Festival Pacu Jalur, Pesta Rakyat di Kuantan Singingi
Dua jalur sedang berpacu |
Keberadaan Jalur bermula sejak abad ke-17, dimana jalur/perahu merupakan alat transportasi utama warga desa di rantau Kuantan, yakni daerah di sepanjang Sungai Kuantan yang terletak antara Kecamatan Hulu Kuantan di bagian hulu hingga Kecamatan Cerenti di hilir. Saat itu memang belum berkembang transportasi darat. Akibatnya, masyarakat mengandalkan jalur sebagai alat angkut penting bagi warga desa, terutama digunakan sebagai alat angkut hasil bumi, seperti padi, pisang dan tebu. Perahu panjang ini dapat mengangkut sekitar 40 orang dan dibuat dari sebatang kayu panjang yang diambil khusus dari hutan.
Pada perkembangannya, jalur tidak semata menjadi alat transportasi, namun juga produk budaya dan sosial. Jalur-jalur tersebut diberi ukiran indah, seperti ukiran kepala ular, buaya, atau harimau, baik di bagian lambung maupun selembayungnya, ditambah lagi dengan perlengkapan payung, tali-temali, selendang, tiang tengah (gulang-gulang) serta lambai-lambai (tempat juru kemudi). Perubahan tersebut sekaligus menandai perkembangan fungsi jalur menjadi tidak sekadar alat angkut, namun juga menunjukkan identitas sosial. Sebab, hanya penguasa wilayah, bangsawan, dan datuk-datuk saja yang mengendarai jalur berhias itu.
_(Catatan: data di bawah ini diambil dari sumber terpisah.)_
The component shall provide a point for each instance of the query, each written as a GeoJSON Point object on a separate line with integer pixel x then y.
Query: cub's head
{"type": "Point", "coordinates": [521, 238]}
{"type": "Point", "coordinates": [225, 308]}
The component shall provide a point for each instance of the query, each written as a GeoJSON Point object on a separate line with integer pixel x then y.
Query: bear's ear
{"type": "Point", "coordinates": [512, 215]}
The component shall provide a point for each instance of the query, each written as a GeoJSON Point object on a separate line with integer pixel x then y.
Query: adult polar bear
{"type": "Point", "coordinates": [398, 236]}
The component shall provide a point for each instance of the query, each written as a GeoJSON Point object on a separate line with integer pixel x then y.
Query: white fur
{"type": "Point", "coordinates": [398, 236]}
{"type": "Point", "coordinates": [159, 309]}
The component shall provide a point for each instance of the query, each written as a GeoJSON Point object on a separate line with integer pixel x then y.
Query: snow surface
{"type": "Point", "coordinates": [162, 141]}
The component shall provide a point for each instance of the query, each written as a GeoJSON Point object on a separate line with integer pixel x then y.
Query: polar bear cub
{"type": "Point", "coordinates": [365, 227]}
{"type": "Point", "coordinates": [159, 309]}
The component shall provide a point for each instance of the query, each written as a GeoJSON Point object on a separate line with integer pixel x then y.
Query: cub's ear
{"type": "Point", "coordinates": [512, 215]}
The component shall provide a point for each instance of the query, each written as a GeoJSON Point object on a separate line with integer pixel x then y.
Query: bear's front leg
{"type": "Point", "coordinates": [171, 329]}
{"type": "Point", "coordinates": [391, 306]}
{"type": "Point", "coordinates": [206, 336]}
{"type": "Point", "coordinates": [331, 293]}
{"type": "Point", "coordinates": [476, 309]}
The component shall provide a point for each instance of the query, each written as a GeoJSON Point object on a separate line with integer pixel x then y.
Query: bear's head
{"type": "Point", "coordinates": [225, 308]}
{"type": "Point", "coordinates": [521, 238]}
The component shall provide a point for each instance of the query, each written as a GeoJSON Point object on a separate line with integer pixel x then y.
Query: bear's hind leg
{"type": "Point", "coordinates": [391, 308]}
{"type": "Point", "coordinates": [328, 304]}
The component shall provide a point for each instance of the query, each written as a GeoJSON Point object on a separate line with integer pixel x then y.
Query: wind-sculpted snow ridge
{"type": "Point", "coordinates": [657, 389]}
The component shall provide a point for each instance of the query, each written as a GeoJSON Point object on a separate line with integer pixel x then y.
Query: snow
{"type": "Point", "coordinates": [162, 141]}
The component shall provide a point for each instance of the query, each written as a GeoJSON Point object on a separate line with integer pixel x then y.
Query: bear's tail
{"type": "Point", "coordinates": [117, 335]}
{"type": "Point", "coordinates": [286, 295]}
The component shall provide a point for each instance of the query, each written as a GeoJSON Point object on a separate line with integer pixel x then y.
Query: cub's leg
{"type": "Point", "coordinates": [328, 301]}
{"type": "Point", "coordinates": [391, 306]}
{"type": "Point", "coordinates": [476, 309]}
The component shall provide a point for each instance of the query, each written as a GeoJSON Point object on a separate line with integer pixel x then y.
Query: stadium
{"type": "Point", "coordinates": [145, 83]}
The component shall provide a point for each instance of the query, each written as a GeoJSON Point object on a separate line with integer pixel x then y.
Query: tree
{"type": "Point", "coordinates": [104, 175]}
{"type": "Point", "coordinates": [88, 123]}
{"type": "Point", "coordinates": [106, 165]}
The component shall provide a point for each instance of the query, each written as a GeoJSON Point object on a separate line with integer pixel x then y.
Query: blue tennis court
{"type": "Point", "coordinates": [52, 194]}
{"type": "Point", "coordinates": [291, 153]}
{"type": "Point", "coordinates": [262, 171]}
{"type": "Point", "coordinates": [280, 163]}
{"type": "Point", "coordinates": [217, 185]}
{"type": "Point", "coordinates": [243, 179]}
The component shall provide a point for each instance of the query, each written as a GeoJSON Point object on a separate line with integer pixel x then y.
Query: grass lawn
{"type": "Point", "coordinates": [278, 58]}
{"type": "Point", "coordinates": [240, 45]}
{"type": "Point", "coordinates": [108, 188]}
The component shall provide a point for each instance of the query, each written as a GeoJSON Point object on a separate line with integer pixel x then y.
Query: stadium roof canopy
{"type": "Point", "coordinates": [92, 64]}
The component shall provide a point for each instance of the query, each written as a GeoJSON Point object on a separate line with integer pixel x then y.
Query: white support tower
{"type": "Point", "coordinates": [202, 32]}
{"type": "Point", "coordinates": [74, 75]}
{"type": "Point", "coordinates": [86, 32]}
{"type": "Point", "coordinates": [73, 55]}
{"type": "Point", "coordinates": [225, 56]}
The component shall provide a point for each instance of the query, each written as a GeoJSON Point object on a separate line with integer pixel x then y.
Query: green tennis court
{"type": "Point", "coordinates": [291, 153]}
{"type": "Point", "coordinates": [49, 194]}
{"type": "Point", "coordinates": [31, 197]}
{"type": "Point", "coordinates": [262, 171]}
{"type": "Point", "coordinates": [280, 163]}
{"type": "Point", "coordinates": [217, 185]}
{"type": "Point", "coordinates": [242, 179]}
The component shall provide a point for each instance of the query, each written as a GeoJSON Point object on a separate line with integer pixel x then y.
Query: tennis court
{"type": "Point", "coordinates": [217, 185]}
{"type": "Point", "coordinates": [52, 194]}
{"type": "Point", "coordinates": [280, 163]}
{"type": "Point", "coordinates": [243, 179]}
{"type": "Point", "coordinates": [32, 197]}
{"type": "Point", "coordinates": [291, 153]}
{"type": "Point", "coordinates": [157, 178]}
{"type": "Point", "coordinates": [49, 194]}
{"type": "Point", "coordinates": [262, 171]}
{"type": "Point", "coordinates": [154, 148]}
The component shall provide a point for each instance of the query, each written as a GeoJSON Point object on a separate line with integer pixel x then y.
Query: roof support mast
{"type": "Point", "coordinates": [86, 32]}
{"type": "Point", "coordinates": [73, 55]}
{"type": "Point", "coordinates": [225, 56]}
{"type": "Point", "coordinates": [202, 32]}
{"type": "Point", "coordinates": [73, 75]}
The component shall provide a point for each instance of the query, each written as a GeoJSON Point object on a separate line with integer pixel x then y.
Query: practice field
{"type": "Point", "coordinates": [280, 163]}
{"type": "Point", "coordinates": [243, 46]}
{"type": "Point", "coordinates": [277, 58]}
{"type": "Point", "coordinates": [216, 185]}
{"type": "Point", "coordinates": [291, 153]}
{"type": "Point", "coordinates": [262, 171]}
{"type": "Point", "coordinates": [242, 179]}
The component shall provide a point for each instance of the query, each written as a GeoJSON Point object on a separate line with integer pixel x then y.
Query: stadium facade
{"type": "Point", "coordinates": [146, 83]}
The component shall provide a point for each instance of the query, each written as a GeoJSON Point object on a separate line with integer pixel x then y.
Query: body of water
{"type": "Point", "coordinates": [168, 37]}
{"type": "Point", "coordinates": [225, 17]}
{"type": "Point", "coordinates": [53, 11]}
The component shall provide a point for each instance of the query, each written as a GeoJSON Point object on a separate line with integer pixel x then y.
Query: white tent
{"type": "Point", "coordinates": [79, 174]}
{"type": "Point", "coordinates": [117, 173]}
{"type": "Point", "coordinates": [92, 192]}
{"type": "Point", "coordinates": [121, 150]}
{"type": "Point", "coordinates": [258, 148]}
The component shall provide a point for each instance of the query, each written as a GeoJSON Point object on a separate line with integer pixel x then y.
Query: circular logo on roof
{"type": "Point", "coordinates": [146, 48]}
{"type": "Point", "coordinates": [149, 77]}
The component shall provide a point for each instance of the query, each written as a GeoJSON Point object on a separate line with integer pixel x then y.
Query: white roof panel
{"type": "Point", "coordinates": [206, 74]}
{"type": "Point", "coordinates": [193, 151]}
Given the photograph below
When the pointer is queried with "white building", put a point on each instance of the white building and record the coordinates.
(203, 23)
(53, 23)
Seabad kemudian, masyarakat Kuantan melihat sisi lain yang membuat keberadaan jalur itu menjadi semakin menarik, dengan digelarnya acara lomba adu kecepatan antar jalur yang hingga saat ini dikenal dengan nama Pacu Jalur. Festival Pacu Jalur digelar pertama kali pada tahun 1905 dan hingga kini telah menjadi kalender tetap pariwisata dan budaya Kabupaten Kuantan Singingi. Menurut masyarakat setempat, jalur yang disertakan dalam lomba adalah 'perahu besar' yang terbuat dari kayu bulat tanpa sambungan dengan kapasitas 45-60 orang pendayung (anak pacu). Panjang jalur antara 16 m s/d 25 m dan lebar bagian tengah kira-kira 1,3 m s/d 1,5 m.
Mulanya, Pacu Jalur diselenggarakan di kampung-kampung di sepanjang Sungai Kuantan untuk memperingati hari besar Islam. Pada masa penjajahan Belanda, Pacu Jalur juga diadakan untuk memeriahkan perayaan adat, kenduri rakyat dan peringatan hari kelahiran Ratu Belanda Wihelmina yang jatuh pada tanggal 31 Agustus. Kegiatan Pacu Jalur pada zaman Belanda dimulai pada tanggal 31 Agustus dan berakhir pada tanggal 2 September. Lama perayaan biasanya tergantung pada jumlah jalur yang ikut berlomba. Menurut orang tua setempat, pada zaman Belanda jumlah jalur belum sebanyak sekarang, jumlahnya hanya berkisar antara 22 sampai 30 buah jalur. Kegiatan pacu jalur tersebut hanya diikuti anak sekolah yang berasal dari desa-desa sekitar Teluk Kuantan yang melakukan upacara dengan menyanyikan Wihelmus sebagai lagu Kebangsaan Belanda.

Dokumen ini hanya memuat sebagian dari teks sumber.